Marketing content needs to be persuasive, so the content strategy should contain some direction around the approach to selling. It helps to refer back to Aristotle’s model of the three types of persuasive presentation, i.e. rhetoric:

  1. The rational argument (logos)
  2. The emotional plea (pathos)
  3. The case based on a person’s reputation or character (ethos)

It’s interesting to think how just about every marketing campaign strategy can fit into one of these categories either directly or indirectly.

Content Strategy Process and Deliverables

Our thorough discovery process provides us with all the necessary background to serve as input for the strategy phase and typically includes:

  • Well articulated business goals
  • A review of existing resources: people, process, technology and content
  • A review of the competition
  • A brand audit or assessment
  • A comprehensive inventory of the content comprising the current solution (for redesigns)
  • An overview of products and services
  • User research and modeling
  • An evaluation of the current solution along with suggestions for improvement

From there, we follow a big-picture, goal-directed approach to developing the content strategy. Based on our understanding of the most important tasks that users wish to accomplish and our defined business goals, we write scenarios describing our future vision of what users will experience while interacting with the solution to do the things they want and need to do. The ideas in those scenarios form the foundation of the content strategy. We analyze the scenarios and translate the thoughts contained within them into a structure and system of behavior for the solution.

A key deliverable at this stage is a very robust content outline that lists each page or “key view” within the site, along with a description of the content elements within those pages or key views. For each content element, we include any relevant notes that help all stakeholders understand its intended purpose, meaning, value, themes, properties, attributes, style—whatever is helpful. This list is referred to by information architects as they are developing the page-level schematics for the solution; by content developers as a checklist and guideline to create, gather, organize and edit any necessary content assets; and by project managers to keep scope contained and provide quality assurance.

Supplementing the content outline with actual content samples and demonstrating the ideas contained in the guidelines can help clarify the strategy even further. Often, those samples are presented in context of a page view for the solution, either in the wireframes that the Information Architect develops, the visual design comps created by the Art Director or both. Showing samples with the design of the site is usually best because the visuals can really help enhance the voice and feeling of the content.

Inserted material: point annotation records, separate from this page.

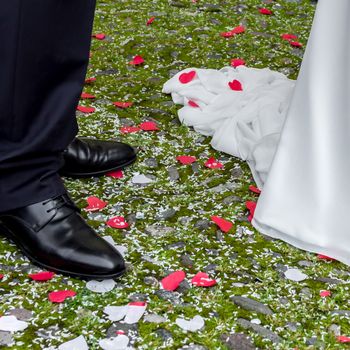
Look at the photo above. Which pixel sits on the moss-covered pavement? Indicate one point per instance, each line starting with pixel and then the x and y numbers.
pixel 169 205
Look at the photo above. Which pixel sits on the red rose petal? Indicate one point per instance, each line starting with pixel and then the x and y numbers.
pixel 238 30
pixel 325 293
pixel 116 174
pixel 212 163
pixel 193 104
pixel 42 276
pixel 95 204
pixel 296 43
pixel 186 159
pixel 185 78
pixel 148 126
pixel 123 104
pixel 251 207
pixel 223 224
pixel 117 222
pixel 137 60
pixel 254 189
pixel 265 11
pixel 235 62
pixel 84 109
pixel 235 85
pixel 288 37
pixel 90 80
pixel 325 257
pixel 343 339
pixel 227 34
pixel 85 95
pixel 61 295
pixel 172 281
pixel 201 279
pixel 99 36
pixel 129 129
pixel 150 21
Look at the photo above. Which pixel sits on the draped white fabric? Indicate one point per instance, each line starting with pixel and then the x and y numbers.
pixel 295 135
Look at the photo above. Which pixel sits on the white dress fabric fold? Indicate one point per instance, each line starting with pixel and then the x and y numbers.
pixel 295 135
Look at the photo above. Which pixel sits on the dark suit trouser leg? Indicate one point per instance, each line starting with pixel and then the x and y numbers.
pixel 44 50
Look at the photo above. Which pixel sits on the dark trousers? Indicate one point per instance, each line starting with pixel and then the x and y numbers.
pixel 44 52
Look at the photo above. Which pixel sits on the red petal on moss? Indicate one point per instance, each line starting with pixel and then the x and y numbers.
pixel 90 80
pixel 99 36
pixel 129 129
pixel 212 163
pixel 150 21
pixel 254 189
pixel 95 204
pixel 235 62
pixel 172 281
pixel 137 60
pixel 123 104
pixel 235 85
pixel 85 96
pixel 201 279
pixel 87 110
pixel 61 295
pixel 148 126
pixel 117 222
pixel 42 276
pixel 223 224
pixel 265 11
pixel 186 159
pixel 116 174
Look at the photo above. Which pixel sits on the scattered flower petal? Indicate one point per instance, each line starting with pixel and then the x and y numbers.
pixel 223 224
pixel 61 295
pixel 42 276
pixel 95 204
pixel 201 279
pixel 117 222
pixel 172 281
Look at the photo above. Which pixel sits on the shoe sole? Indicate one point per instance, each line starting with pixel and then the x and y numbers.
pixel 8 234
pixel 98 173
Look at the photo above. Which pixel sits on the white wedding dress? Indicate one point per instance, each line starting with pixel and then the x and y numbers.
pixel 295 135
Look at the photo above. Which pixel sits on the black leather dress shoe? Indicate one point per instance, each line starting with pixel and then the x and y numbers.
pixel 87 157
pixel 54 236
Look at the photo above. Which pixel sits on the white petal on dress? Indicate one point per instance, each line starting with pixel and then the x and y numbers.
pixel 295 135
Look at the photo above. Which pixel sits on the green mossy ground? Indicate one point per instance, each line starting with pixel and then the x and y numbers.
pixel 184 34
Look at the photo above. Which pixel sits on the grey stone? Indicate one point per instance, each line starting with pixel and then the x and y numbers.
pixel 237 341
pixel 251 305
pixel 159 231
pixel 262 331
pixel 173 173
pixel 153 318
pixel 5 338
pixel 21 314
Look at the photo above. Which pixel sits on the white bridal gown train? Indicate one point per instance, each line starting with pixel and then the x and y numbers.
pixel 295 135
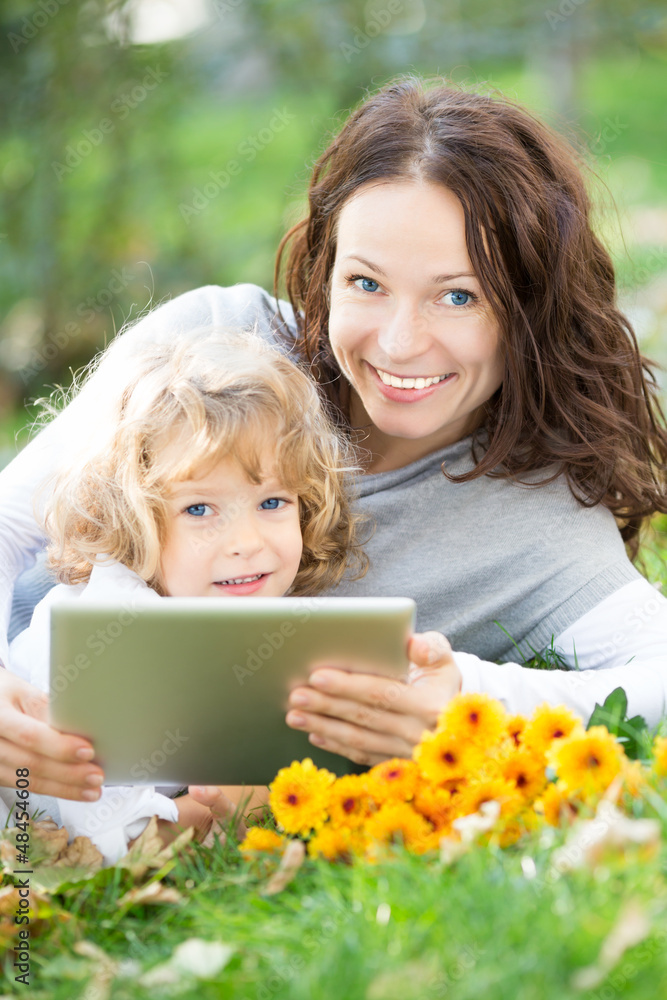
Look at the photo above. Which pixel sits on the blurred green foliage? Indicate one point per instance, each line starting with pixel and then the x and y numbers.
pixel 133 169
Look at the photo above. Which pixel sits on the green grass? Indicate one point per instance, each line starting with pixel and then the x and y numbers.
pixel 408 928
pixel 503 925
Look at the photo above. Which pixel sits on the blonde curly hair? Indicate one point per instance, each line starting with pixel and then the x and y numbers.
pixel 233 396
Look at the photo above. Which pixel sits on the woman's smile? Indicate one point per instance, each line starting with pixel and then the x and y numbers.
pixel 409 323
pixel 409 389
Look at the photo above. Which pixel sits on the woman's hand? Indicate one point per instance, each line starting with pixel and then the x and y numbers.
pixel 368 718
pixel 59 764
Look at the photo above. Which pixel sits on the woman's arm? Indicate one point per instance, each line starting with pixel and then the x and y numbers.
pixel 369 719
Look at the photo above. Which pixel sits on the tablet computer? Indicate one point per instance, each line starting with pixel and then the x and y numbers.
pixel 194 690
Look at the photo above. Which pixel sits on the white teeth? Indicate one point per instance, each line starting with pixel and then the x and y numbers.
pixel 410 383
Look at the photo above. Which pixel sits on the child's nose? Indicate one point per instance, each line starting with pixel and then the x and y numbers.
pixel 244 538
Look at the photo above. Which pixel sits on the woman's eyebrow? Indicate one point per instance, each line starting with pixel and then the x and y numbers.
pixel 439 279
pixel 366 263
pixel 442 279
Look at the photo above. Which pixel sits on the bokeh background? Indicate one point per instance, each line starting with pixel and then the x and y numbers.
pixel 150 146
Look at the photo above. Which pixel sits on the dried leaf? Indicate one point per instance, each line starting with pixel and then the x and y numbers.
pixel 216 831
pixel 153 892
pixel 632 926
pixel 81 853
pixel 104 970
pixel 149 852
pixel 290 863
pixel 609 829
pixel 48 840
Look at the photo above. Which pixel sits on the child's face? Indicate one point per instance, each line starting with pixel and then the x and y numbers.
pixel 222 528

Finally, it is best to create some type of governance guidelines that can help ensure that the strategy is properly maintained over time. This might be the most overlooked step by businesses, contributing to the unfortunate phenomenon of launching a site that exhibits a certain standard of quality, only to have the site’s experience steadily deteriorate with each update to its content.

For more information on this subject, I highly recommend reading the recently published The Elements of Content Strategy by Erin Kissane. A few of the points made in this article were derived from her book, which we consider to be one of the best on the subject. It’s a quick read and well worth your time.

by Tony Brinton

Tony is a strategic design leader with 25 years experience in brand strategy & development, user experience strategy & design, advertising, creative direction, graphic design, writing, performance-based digital marketing, sales enablement, account planning and management, and design management.

After holding design leadership positions at several firms in San Francisco, New York and Los Angeles, and teaching design thinking, disruptive innovation and strategic management as an adjunct professor at Parsons The New School for Design, Tony opened Brinton Design in 2015.

He's passionate about art & design, teaching, storytelling and humanizing technology. Tony works at the intersection of business, design and technology to improve people's quality of living and create new value for organizations.